EPA officials estimated the cost of site cleanup in Missouri at $1 billion.

Pendergrass led the technical negotiating team that secured what he says was the first “mixed work” agreement in the nation. Syntex successfully cleaned up its plants in Springfield and Verona and negotiated a deal in which the EPA and state of Missouri were responsible for part of the cleanup in eastern Missouri.

Pendergrass then had primary corporate responsibility for the Eastern Missouri Dioxin Project, a $600 million Superfund cleanup project involving remediation and restoration of 29 dioxin-contaminated sites, including the Times Beach resort town that was entirely evacuated in 1982.

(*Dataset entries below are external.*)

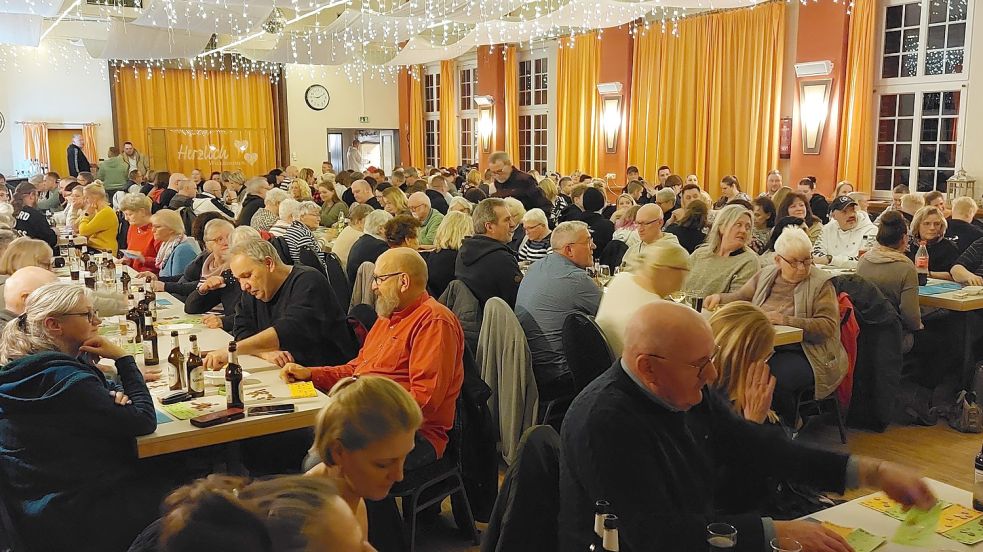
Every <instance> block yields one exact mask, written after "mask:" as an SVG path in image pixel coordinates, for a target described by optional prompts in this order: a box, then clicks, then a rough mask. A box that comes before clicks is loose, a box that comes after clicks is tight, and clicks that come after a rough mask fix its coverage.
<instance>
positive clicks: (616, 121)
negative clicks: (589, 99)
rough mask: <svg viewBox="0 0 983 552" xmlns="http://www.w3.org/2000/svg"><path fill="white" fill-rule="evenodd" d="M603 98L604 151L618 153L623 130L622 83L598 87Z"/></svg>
mask: <svg viewBox="0 0 983 552" xmlns="http://www.w3.org/2000/svg"><path fill="white" fill-rule="evenodd" d="M597 93H598V94H600V96H601V131H602V133H603V134H604V151H605V152H607V153H615V152H617V151H618V131H619V130H620V129H621V83H620V82H602V83H600V84H598V85H597Z"/></svg>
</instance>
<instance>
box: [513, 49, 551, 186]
mask: <svg viewBox="0 0 983 552" xmlns="http://www.w3.org/2000/svg"><path fill="white" fill-rule="evenodd" d="M549 65H550V64H549V58H548V57H547V56H546V55H545V54H539V55H538V56H535V57H533V56H530V57H528V58H527V59H520V60H519V168H520V169H522V170H524V171H530V170H533V169H535V170H537V171H539V172H540V173H541V174H542V173H545V172H546V167H547V158H548V142H549V134H550V125H549V117H548V114H549Z"/></svg>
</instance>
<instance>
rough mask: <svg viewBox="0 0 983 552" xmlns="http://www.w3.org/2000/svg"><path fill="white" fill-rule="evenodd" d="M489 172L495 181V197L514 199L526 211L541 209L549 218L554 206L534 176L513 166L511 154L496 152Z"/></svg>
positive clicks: (488, 166)
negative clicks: (510, 154) (521, 202)
mask: <svg viewBox="0 0 983 552" xmlns="http://www.w3.org/2000/svg"><path fill="white" fill-rule="evenodd" d="M488 170H490V171H491V173H492V178H494V179H495V189H496V192H495V197H514V198H516V199H518V200H519V201H521V202H522V206H523V207H525V208H526V211H531V210H533V209H535V208H537V207H538V208H540V209H542V210H543V212H544V213H546V216H549V214H550V211H552V210H553V205H551V204H550V202H549V200H548V199H546V195H545V194H544V193H543V190H541V189H540V188H539V184H538V183H537V182H536V179H535V178H533V177H532V176H530V175H528V174H526V173H524V172H522V171H520V170H519V169H517V168H515V167H514V166H512V160H511V159H509V154H507V153H505V152H504V151H496V152H495V153H493V154H491V156H490V157H489V158H488Z"/></svg>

From 1985 to 2000, Pendergrass led Syntex’s environmental management division.

“I directed a team … to complete the corporate obligations outlined in the settlement agreement and resulted in the restoration of the Times Beach site and creation of the Route 66 State Park,” he says. “The stigma of dioxin contamination was removed from the state of Missouri.”

Another high-profile project was Pendergrass’ effort in the Missouri Carbon Sequestration Project. While at CU, he assembled electric companies including Ameren Missouri, Empire District Electric Co., Associated Electric Co. Inc. and Kansas City Power & Light, to study the feasibility of capturing and storing carbon dioxide emissions from coal-fired power plants.

Pendergrass says he secured $6 million in federal and private funding to research underground geological formations as storage sites.

“Carbon sequestration was feasible in Missouri,” he says, pointing to sites in the north part of the state. “Congress has not yet been able to promulgate effective regulations addressing climate change and carbon dioxide emissions, but Missouri utilities are now positioned to implement carbon sequestration if required.”